A federal grand jury indicted a Lee’s Summit man, Randy Wilson, in a $1 million fraud scheme against his former employer.
Wilson, 50, was charged on Tuesday.
The federal indictment alleges Wilson engaged defrauded his former employer, RF Fisher, in Kansas City, Kan., of approximately $992,000. The scheme allegedly took place from August 2000 to June 2008.
According to information from U.S. Attorney Matt J. Whitworth, Fisher hired Wilson in 1998 as project manager of its Informational Systems Division and later promoted him to vice president of the division until he was fired in June 2008.

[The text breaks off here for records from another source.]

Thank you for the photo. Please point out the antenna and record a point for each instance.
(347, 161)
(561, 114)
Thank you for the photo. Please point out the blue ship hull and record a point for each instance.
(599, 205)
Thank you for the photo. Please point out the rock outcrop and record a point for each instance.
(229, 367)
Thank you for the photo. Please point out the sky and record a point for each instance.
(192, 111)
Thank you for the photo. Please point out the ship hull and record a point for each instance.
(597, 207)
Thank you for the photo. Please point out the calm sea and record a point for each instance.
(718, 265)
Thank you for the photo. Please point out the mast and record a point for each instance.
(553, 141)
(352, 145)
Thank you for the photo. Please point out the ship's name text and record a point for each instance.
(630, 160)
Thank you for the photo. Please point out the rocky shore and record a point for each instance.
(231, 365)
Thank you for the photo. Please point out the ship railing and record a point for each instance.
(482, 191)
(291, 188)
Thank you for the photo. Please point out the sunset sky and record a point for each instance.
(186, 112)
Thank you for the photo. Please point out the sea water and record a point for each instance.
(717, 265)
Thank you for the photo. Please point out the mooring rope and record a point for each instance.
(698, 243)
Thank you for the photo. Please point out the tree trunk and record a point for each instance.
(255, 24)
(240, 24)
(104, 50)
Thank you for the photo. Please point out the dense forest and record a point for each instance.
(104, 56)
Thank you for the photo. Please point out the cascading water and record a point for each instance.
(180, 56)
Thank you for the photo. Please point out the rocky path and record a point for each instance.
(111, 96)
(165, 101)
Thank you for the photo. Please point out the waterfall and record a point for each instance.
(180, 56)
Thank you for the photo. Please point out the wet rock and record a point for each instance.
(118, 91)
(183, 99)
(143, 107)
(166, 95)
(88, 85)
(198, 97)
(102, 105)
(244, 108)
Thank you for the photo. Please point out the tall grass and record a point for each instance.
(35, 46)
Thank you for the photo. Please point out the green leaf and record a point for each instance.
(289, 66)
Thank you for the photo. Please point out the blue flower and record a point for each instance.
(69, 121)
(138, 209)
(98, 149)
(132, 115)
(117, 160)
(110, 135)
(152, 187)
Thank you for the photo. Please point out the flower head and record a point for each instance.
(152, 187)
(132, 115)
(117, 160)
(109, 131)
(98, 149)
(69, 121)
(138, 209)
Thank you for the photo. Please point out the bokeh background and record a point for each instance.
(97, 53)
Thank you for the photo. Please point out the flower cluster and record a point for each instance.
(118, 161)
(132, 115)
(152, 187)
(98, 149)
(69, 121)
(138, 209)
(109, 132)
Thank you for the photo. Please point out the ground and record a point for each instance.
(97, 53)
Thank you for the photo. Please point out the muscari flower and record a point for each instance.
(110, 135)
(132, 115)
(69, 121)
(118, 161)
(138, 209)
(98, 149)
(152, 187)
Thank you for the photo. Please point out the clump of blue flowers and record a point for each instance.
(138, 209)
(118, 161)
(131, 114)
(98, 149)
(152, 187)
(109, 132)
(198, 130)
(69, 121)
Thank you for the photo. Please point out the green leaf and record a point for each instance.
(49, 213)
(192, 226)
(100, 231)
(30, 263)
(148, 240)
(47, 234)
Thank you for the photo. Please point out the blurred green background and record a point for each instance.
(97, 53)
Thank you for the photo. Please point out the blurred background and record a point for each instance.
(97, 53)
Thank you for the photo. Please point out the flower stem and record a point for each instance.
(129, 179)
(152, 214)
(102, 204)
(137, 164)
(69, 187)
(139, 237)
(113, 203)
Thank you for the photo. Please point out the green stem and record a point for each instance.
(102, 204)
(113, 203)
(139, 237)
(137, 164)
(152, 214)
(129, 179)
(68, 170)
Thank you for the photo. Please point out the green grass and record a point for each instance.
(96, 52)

According to the indictment, Wilson made an agreement with Robert Northington of Lee’s Summit, the owner of RJN Sales, LLC. Wilson would order products for Fisher through RJN, with RJN acting as the middleman. RJN would pay the vendors for those products, and then Wilson would create invoices from RJN to be submitted to Fisher.
Wilson allegedly inflated the true cost of the products when billing Fisher. When Fisher issued checks to RJN as payment of the inflated invoices, Wilson and Northington split the markup. Northington wrote checks or wire transferred funds to Wilson, Wilson’s wife or mother-in-law, Wilson’s car and boat dealers, and various contractors doing work on Wilson’s residence and lake house. Wilson illegally obtained approximately $630,000 from Fisher, the indictment says.
The indictment charges Wilson with one count of interstate transportation of stolen money and five counts of money laundering.
If convicted, Wilson would have to forfeit to the government any proceeds obtained from the alleged violations, including $1 million in cash, his home in Lee’s Summit and his lake house in Climax Springs, Mo., a 2003 Honda Accord, a 2009 Chevrolet Traverse, a 2006 Hyundai Tucson, a 2002 Bennington Marine pontoon boat, four jetskis and a 2000 Maxum Cruiser boat.